The main part of the exhibition is located in the ICA's lower gallery, which is described as a 'large curvilinear armature . . . (onto which) recent projects, animations and pools of coloured light are projected . . . bringing a fresh perspective to Hadid's jewel-like architecture'.After such a buildup, the space can only be disappointing, though the sweeping wall with flying curves overhead gives a pleasingly different feel to an otherwise straightforward display.

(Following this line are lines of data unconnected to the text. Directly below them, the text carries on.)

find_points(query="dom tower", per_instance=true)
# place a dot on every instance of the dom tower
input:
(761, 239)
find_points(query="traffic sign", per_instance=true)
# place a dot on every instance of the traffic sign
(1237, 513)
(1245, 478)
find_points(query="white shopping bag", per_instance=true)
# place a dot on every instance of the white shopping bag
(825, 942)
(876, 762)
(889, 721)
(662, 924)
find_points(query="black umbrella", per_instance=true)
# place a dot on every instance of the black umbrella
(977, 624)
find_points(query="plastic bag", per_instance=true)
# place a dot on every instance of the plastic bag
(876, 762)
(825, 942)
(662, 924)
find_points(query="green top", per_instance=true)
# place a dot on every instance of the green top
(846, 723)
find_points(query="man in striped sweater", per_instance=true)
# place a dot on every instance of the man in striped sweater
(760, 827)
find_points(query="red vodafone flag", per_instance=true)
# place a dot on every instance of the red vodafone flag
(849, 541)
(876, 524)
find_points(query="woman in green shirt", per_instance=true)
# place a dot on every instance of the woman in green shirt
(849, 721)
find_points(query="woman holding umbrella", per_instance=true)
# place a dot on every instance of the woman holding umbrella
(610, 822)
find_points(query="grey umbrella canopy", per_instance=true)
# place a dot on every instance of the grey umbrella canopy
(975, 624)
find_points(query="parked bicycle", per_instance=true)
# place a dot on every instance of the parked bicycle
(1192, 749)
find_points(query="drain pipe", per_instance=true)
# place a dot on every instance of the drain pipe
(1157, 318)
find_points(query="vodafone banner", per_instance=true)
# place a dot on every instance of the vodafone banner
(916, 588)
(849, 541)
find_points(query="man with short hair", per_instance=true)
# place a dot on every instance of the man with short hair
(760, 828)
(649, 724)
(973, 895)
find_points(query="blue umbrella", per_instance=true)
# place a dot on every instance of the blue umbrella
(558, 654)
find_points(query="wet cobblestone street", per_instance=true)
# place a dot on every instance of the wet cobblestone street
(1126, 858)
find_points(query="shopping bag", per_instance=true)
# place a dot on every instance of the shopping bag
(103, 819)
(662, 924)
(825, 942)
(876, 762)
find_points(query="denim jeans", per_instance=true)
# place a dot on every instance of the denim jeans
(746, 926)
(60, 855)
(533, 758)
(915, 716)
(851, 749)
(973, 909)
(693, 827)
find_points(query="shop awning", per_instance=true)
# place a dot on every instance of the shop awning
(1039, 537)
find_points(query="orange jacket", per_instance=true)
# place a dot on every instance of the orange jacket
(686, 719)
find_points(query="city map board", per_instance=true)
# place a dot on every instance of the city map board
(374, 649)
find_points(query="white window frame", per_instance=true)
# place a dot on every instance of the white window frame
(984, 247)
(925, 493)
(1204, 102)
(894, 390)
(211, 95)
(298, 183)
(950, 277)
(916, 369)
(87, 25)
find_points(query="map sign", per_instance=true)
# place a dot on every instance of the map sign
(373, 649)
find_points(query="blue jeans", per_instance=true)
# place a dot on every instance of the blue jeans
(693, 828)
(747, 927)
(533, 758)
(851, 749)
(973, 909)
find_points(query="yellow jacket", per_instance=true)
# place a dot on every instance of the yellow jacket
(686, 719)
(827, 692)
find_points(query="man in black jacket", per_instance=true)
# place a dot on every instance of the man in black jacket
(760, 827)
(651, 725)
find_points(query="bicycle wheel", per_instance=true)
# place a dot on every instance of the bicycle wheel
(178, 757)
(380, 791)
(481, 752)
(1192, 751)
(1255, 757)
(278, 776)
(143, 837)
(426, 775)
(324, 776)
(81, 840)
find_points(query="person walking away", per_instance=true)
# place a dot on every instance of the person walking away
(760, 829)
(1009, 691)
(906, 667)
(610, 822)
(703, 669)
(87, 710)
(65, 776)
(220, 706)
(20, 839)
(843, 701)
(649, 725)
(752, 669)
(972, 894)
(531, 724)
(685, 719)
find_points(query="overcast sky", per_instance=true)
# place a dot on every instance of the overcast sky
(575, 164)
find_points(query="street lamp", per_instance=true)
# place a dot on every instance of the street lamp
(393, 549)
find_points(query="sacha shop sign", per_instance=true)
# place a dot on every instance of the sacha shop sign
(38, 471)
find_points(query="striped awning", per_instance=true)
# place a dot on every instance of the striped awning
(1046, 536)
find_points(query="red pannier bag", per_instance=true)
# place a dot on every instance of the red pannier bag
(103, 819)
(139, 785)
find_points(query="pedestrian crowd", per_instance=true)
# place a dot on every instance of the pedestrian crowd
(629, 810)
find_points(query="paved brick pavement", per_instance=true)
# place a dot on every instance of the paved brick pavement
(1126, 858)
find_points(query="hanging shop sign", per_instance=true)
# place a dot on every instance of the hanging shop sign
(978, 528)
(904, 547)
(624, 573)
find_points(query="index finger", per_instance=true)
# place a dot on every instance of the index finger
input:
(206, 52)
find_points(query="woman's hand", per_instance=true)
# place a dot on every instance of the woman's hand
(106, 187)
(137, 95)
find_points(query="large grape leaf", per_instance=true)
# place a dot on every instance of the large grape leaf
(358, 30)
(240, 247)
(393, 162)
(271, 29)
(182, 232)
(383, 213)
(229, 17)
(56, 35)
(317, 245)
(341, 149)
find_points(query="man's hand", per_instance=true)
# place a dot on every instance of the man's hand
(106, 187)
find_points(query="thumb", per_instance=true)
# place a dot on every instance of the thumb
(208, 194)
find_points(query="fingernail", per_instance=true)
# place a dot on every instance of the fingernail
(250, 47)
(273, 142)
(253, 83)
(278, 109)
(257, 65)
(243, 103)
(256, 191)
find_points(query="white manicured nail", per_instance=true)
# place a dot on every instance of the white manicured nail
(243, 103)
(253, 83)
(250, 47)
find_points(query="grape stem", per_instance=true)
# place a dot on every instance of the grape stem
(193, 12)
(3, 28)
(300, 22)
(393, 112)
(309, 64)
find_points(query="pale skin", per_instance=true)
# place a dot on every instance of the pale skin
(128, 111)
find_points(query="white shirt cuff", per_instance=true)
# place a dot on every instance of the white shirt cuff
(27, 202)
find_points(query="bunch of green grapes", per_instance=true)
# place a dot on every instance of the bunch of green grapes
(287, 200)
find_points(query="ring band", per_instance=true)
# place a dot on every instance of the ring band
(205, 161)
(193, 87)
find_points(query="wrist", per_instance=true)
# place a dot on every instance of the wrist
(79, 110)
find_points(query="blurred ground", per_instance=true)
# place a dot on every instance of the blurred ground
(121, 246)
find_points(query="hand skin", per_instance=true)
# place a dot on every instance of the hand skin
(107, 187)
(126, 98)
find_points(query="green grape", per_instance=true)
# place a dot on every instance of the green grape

Undoubtedly an exciting architectural talent, Hadid needs to be judged on a greater number of built works.Her serious consideration of contextualism, within and of the built environment, and of patterns of user movement are very positive. Her exploration of spatial relationships, driven by her drawing methods, certainly provides a refreshing fluidity of form. But some of the details - which have been positioned high up on the walls - sit uncomfortably with such flowing shapes.

In the upper gallery, Hadid's art is brilliantly dynamic without the constraints of the architectural 'message'. Given the few artworks on display, it is interesting to see her changing style, from a crude naivety in the early 1980s to the crashing futuristic confidence of her latest works.

Many reviewers and biographers of Hadid focus on her sexuality, her background and her character - none of which have any bearing on the merits of her output. Unfortunately, while interminable, sycophantic media coverage praises her fortitude and courage, I don't think that this exhibition provides the insight, or the distance, for a sensible appraisal of her work.